Jaundice is a clinical sign characterized by yellowing of the skin, mucous membranes, and the whites of the eyes. It occurs due to elevated bilirubin levels in the blood. A positive Bilirubin Total test result, indicating high bilirubin levels, confirms the presence of jaundice. The test helps in determining the severity of jaundice and understanding its possible cause, be it liver dysfunction or excessive red blood cell breakdown.

Implications and Medical Management

What are the potential treatments or interventions for patients with high bilirubin levels?

The treatment for elevated bilirubin levels depends on the underlying cause. If it's due to liver disease, treatments might include medications, lifestyle changes, or, in severe cases, liver transplantation. For conditions causing increased red blood cell destruction, treatment might involve addressing the root cause of the hemolysis, which could be infections, autoimmune disorders, or medications.

Are there conditions where the Bilirubin Total test might be regularly monitored?

Yes, in patients with chronic liver diseases like hepatitis, cirrhosis, or biliary obstruction, the Bilirubin Total test might be monitored regularly as part of a liver function test panel. This helps assess the progression of the disease and the effectiveness of treatments. Similarly, in conditions where there is a risk of increased red blood cell destruction, regular monitoring might be done to ensure bilirubin levels remain within a safe range.

Post-Test Management

How often might a patient with liver disease undergo the Bilirubin Total test?

The frequency of testing will depend on the specific liver condition, its severity, and the patient's overall health status. In acute conditions or during flare-ups of chronic liver diseases, the test might be conducted more frequently to monitor the situation closely. In stable chronic liver conditions, the test might be part of regular check-ups, which could be every few months to once a year, based on the doctor's recommendation.

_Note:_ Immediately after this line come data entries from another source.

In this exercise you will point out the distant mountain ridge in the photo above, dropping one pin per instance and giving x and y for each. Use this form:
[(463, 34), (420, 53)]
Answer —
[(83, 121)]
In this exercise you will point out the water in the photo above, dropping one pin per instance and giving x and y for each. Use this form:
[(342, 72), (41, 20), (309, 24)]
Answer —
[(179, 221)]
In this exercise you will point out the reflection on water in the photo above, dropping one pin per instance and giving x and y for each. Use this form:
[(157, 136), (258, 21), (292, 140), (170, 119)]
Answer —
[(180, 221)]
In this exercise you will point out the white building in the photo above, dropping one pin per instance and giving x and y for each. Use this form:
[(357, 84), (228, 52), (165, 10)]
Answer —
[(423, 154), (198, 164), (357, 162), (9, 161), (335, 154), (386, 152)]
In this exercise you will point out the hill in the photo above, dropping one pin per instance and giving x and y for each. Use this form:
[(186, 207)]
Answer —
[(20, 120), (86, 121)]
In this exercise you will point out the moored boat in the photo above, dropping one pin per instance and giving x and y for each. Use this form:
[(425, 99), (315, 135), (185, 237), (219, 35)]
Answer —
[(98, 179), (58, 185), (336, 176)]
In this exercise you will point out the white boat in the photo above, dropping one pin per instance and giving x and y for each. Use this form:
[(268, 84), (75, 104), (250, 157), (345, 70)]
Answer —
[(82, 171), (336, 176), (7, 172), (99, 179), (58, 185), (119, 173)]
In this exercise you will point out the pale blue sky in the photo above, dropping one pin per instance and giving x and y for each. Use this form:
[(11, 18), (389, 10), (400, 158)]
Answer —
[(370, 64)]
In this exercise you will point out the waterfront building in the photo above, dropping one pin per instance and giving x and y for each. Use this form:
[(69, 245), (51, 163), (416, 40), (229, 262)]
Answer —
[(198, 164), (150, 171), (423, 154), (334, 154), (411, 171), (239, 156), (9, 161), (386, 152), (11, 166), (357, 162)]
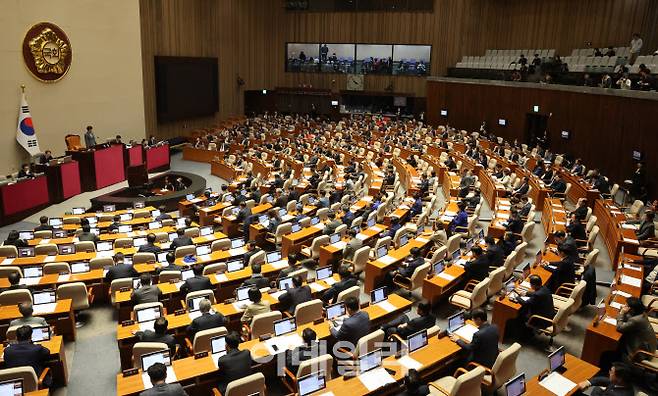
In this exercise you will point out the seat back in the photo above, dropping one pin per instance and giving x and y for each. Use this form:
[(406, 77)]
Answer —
[(143, 257), (56, 268), (26, 373), (469, 383), (15, 297), (504, 368), (167, 276), (264, 323), (250, 385), (142, 348), (308, 311), (202, 338), (48, 249), (349, 292), (323, 362), (76, 291), (369, 342)]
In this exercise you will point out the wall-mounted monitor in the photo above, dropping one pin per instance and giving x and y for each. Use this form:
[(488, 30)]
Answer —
[(411, 60), (374, 58)]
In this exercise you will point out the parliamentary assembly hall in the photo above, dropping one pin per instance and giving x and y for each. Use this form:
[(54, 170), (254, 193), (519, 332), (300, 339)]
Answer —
[(328, 197)]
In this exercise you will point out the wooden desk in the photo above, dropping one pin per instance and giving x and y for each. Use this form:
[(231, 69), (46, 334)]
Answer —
[(377, 269), (62, 318), (57, 359), (601, 336), (576, 371)]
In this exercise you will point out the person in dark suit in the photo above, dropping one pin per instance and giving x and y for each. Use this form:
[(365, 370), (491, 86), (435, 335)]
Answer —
[(309, 350), (158, 376), (404, 327), (146, 292), (355, 326), (346, 281), (564, 271), (197, 282), (478, 268), (43, 224), (181, 239), (206, 321), (25, 353), (413, 385), (252, 249), (14, 240), (235, 364), (296, 295), (120, 270), (538, 301), (618, 383), (483, 349), (647, 228), (159, 334), (257, 279), (150, 246)]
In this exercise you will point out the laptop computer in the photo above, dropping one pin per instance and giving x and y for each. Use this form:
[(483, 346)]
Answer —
[(284, 326), (44, 297), (78, 268), (147, 314), (311, 383), (26, 235), (273, 257), (13, 387), (285, 283), (370, 361), (378, 295), (323, 272), (515, 386), (149, 359), (556, 360), (417, 340), (39, 334), (235, 265)]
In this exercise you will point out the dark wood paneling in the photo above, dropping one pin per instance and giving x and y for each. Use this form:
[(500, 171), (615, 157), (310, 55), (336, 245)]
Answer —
[(605, 129)]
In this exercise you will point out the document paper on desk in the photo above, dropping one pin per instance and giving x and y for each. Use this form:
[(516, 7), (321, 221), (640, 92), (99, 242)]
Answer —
[(375, 379), (386, 306), (557, 384)]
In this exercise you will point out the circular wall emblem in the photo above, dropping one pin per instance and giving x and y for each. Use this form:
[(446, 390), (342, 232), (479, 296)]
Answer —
[(47, 52)]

Can lifestyle or dietary changes affect the results of the Bilirubin Total test?

Yes, certain lifestyle factors, including alcohol consumption, can influence bilirubin levels. Chronic excessive alcohol intake can damage the liver, leading to increased bilirubin levels. Similarly, certain diets or fasting can temporarily elevate bilirubin. However, these changes are usually mild and transient. For accurate results, it's essential to inform the healthcare provider about any significant dietary or lifestyle changes before the test.

We advise having your results reviewed by a licensed medical healthcare professional for proper interpretation of your results.